Of course the Silver cannot defy the laws of physics; like every good small loudspeaker it can only work its magic over a certain part of the frequency range, leaving the bottom octave to its fate. Still, it started to give meaningful bass from surprisingly low down; LFO’s Low Frequency Oscillation, which as the name suggests has vast tracts of synthesised sub-bass (the US version of this CD even had a sticker on it telling you not to play it loud!), didn’t sound as anaemic as expected. It will never give the low frequency extension you would expect from a floorstander, but people who buy this baby box will already know this and understand it. Indeed, they should love it for what it does so well, which is to sound powerful yet polished, taut and transparent, across a surprisingly wide bandwidth considering its diminutive dimensions.
Monitor Audio has of late got into the groove of making excellent affordable small speakers.

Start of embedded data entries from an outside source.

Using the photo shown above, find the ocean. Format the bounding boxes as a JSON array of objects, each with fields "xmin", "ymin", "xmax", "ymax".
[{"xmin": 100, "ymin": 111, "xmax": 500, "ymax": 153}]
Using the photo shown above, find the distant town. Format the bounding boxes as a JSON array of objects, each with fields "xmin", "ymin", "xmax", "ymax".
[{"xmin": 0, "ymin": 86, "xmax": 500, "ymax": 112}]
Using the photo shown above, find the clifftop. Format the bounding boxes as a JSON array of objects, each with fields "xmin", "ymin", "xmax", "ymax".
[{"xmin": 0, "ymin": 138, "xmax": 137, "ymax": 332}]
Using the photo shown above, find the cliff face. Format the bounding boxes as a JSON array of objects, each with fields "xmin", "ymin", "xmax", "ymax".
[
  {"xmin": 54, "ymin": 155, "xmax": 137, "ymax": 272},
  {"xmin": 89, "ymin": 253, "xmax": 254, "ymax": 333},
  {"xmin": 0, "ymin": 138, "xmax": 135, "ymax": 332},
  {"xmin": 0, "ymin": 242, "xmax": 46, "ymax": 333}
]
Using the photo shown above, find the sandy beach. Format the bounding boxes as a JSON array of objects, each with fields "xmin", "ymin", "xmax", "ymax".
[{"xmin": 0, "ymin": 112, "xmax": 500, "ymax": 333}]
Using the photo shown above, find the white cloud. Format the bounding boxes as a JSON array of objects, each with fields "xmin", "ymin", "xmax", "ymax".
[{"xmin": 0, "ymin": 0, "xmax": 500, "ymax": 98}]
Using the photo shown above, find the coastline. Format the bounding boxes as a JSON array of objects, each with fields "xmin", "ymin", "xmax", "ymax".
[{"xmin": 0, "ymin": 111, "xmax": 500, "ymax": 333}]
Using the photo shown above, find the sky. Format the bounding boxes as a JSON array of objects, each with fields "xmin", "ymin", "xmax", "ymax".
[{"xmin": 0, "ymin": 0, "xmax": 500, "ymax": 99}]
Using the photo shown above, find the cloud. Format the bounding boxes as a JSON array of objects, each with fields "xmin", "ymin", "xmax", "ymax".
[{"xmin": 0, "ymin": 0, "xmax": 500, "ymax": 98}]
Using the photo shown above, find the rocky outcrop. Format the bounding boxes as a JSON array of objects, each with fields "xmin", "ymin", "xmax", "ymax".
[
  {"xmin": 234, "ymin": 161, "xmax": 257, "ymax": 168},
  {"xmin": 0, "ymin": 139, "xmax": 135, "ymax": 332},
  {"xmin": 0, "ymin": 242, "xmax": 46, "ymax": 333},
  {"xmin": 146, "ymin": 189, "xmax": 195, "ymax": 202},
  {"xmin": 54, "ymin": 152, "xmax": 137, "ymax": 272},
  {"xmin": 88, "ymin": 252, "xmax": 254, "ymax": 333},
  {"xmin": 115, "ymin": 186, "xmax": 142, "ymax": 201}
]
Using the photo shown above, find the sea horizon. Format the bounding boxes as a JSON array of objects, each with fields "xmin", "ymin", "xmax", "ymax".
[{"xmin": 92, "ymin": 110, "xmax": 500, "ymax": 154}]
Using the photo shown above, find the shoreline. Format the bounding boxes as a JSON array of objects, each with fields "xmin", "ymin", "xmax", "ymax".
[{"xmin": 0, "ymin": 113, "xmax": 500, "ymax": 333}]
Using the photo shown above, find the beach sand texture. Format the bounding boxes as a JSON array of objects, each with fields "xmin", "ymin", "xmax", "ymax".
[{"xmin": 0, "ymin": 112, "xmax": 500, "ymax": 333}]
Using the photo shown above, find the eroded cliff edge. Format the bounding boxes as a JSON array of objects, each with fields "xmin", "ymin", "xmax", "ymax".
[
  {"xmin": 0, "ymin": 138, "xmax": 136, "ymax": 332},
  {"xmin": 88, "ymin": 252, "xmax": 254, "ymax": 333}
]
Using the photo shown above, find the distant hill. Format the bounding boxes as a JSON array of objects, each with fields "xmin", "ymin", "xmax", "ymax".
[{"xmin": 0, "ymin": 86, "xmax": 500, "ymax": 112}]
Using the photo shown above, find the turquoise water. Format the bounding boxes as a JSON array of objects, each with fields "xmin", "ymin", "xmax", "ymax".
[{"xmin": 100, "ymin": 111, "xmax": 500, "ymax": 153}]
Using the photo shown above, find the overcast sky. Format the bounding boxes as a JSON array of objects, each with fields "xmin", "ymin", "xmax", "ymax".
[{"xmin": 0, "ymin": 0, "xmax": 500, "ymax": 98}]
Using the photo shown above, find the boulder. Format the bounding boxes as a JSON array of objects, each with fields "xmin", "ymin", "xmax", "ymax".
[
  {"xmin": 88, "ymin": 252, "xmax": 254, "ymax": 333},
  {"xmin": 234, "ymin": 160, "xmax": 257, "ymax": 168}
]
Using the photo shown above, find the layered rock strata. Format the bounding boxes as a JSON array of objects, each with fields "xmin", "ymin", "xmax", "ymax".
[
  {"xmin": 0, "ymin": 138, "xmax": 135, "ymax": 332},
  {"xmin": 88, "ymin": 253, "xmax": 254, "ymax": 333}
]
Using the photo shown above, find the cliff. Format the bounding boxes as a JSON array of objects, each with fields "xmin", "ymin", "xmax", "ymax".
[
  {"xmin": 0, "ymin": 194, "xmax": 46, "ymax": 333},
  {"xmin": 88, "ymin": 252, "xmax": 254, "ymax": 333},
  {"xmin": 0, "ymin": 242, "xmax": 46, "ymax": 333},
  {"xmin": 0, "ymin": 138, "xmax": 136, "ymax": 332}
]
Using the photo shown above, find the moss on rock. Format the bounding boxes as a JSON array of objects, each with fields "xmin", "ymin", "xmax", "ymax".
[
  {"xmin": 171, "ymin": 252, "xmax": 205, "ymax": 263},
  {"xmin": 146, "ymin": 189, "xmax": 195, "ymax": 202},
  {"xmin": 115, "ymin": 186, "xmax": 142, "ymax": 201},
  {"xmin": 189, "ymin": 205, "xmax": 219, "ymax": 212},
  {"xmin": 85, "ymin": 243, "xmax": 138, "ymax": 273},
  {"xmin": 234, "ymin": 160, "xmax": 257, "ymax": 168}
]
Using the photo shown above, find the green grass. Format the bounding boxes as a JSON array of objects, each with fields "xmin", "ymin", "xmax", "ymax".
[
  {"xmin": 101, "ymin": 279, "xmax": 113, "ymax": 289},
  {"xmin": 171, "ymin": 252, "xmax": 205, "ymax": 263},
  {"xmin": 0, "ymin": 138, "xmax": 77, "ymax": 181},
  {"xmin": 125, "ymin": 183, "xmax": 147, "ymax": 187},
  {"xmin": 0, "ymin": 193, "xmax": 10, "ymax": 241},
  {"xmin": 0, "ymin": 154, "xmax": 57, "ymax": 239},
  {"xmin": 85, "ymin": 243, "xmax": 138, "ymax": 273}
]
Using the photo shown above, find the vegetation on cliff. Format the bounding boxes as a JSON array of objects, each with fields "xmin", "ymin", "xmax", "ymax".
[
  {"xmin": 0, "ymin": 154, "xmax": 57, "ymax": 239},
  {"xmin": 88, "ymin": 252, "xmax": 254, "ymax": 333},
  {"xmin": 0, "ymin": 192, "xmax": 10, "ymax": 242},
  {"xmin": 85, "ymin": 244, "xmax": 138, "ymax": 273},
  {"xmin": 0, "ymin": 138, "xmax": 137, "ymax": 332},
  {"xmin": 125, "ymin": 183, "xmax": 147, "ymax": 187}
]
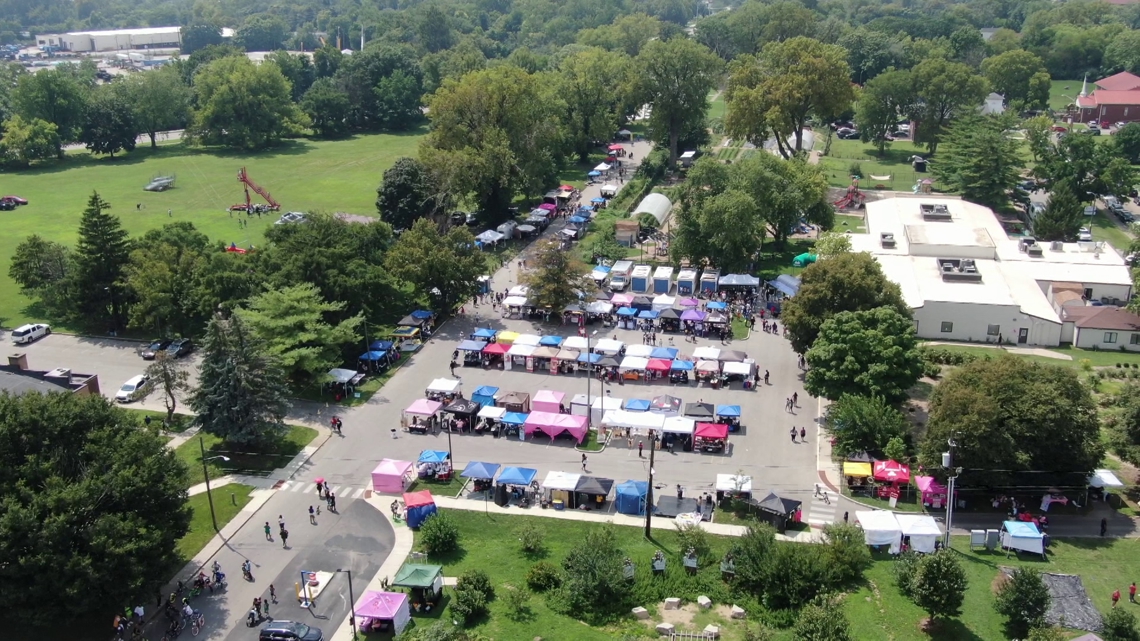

From the latest Radius 90 to the new Silver 1, they have the same fundamentally musically honest and enjoyable presentation. There are other, warmer and more euphonic designs around such as the Q Acoustics Concept 20 for example, but this £500 design delivers a bigger sound, less compression and more detail too. Overall then, it’s a super sounding little box and the beautiful finishes merely add extra icing to the cake. If you’re seeking something that’s small but perfectly formed, then look no further.